2004

Singapore: enabling teachers


Human Centricity topics
Stakeholders type
Scale of solution impact
National Level
The essence of the solution
Methodology
Affected categories of people
Currently Employed People
New Generations (e.g. Z)
Youth
Short case
description
The "Enabling Teachers" program aims to provide teachers with opportunity to develop themselves professionally. The program ensures that teachers have competitive salaries, so that teaching is seen as equally attractive with other occupations for new graduates. The goal of the program is to provide them with more time and space to reflect on their teaching and innovate, and to motivate and inspire their students as well as to help them to build up their capabilities as teaching professionals.
Situation
background
Singapore faced a lack of teachers in primary schools. At the same time, Singapore has the youngest teaching force across all TALIS1 countries, which means a larger proportion of teachers with fewer years of teaching experience
Problem
Statement
To increase the number of highly qualified teachers and provide them an opportunity to develop themselves professionally
Steps
to solving
the problem
Singapore has developed a comprehensive system for selecting, training, compensating and developing teachers and principals.

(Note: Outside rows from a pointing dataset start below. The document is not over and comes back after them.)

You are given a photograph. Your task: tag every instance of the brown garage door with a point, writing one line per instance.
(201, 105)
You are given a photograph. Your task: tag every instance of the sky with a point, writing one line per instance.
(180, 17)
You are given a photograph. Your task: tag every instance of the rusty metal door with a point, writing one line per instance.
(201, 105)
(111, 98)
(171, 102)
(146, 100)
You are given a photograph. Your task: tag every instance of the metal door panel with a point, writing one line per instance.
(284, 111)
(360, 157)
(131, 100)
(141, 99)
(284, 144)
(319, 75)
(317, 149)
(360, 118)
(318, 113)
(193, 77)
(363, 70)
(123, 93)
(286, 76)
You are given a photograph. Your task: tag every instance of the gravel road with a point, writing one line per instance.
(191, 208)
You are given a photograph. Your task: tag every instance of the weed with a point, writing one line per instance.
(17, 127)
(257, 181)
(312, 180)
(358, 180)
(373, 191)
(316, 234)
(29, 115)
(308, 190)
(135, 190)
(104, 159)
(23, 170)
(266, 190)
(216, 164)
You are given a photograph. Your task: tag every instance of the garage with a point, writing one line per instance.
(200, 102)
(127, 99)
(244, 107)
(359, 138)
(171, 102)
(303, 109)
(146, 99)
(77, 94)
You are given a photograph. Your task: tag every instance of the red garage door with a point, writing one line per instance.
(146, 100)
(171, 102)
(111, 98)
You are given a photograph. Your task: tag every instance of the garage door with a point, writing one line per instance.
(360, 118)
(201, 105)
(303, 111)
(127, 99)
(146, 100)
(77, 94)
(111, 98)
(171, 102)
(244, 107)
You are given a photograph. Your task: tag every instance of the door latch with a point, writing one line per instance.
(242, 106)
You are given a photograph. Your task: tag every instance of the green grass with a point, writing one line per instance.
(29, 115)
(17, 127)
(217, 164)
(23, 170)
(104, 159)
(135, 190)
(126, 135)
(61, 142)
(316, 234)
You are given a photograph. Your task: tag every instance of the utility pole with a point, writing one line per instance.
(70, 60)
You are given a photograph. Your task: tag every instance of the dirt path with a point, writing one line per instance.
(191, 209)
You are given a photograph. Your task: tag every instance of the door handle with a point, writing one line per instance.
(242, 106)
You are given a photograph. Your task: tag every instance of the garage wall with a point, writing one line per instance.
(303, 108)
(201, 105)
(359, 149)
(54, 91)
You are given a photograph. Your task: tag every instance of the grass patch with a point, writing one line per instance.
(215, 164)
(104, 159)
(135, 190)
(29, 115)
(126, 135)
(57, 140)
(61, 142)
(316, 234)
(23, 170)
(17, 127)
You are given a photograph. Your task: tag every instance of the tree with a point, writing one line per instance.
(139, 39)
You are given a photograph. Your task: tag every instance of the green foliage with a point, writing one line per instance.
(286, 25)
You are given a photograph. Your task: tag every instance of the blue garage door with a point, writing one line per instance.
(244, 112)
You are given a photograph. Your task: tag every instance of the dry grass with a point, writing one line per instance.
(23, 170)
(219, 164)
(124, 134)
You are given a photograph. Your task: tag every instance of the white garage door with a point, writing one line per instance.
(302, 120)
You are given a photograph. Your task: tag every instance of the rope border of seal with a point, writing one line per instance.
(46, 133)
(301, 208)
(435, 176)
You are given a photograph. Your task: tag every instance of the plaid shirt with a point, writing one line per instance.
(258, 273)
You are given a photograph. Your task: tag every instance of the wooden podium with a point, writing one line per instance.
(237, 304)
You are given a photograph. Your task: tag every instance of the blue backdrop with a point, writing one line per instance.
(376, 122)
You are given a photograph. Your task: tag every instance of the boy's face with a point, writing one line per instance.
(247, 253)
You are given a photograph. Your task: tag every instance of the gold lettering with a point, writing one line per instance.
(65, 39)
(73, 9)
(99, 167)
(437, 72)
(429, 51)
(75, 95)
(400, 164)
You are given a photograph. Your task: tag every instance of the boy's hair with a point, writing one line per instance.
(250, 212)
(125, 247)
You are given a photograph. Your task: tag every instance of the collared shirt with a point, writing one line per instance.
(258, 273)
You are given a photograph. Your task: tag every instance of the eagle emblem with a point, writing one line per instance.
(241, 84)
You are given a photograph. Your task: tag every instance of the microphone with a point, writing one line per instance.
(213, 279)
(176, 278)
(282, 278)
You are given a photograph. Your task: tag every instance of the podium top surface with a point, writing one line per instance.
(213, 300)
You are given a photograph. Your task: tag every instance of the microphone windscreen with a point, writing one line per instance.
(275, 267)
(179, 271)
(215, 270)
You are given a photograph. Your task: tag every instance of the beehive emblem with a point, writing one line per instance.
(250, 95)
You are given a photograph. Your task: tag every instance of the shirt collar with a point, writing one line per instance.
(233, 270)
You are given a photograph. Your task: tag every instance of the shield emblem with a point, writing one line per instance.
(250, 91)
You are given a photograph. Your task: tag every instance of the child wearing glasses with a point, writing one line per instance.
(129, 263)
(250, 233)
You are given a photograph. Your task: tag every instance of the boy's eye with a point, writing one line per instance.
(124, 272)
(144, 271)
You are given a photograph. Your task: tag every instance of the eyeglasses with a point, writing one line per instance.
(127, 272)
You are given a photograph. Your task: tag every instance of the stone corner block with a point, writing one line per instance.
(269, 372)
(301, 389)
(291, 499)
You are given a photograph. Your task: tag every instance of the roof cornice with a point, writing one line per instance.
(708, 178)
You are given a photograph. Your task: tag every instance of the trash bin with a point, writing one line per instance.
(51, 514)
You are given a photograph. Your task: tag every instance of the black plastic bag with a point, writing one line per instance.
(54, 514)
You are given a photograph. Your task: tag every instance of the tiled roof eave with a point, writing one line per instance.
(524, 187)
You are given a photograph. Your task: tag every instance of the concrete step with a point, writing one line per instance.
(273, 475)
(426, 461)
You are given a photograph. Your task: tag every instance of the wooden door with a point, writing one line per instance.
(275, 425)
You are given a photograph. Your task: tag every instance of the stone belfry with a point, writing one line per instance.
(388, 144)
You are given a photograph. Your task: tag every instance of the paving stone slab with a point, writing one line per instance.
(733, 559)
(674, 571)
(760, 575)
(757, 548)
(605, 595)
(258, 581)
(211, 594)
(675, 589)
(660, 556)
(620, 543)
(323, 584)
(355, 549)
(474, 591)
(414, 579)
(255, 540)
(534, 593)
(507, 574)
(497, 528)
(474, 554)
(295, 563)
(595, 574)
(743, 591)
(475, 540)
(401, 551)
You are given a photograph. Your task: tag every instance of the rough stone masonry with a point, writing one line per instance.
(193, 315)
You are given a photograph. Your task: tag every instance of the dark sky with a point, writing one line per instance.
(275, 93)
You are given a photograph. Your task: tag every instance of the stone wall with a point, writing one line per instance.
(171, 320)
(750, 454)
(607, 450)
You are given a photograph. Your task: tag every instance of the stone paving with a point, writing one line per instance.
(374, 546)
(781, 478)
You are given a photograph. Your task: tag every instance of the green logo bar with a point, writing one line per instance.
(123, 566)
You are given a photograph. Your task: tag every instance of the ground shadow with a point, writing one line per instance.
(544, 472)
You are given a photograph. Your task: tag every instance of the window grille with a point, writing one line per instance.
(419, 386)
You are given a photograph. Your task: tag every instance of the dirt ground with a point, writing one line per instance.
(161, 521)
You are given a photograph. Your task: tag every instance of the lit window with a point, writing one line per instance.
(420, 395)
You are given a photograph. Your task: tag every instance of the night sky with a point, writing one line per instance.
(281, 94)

1. In order to provide schools with more teachers, the Ministry of Education (MOE) set a target KPI to recruit ~2000 teachers per year.
2. All teachers receive training on the Singapore curriculum at the country’s National Institute of Education, either in a diploma or a degree course. There is a close working relationship between the Institute and schools, where master teachers mentor every new teacher for several years.  
3. Each year, the MOE investigates a salary range for entry positions and based on the analysis MOE may adjust the salaries for graduating teachers to ensure that teaching is seen as equally attractive occupation with other occupations for graduates.
4. Teachers are entitled to 100 hours of professional development per year: a variety of educational platforms, teacher-led workshops, Learning
Circles (4-10 teachers and a facilitator identifying and solving common problems using discussions) and action research (work in "learning teams" with focus on different topics having protected time slots for research work)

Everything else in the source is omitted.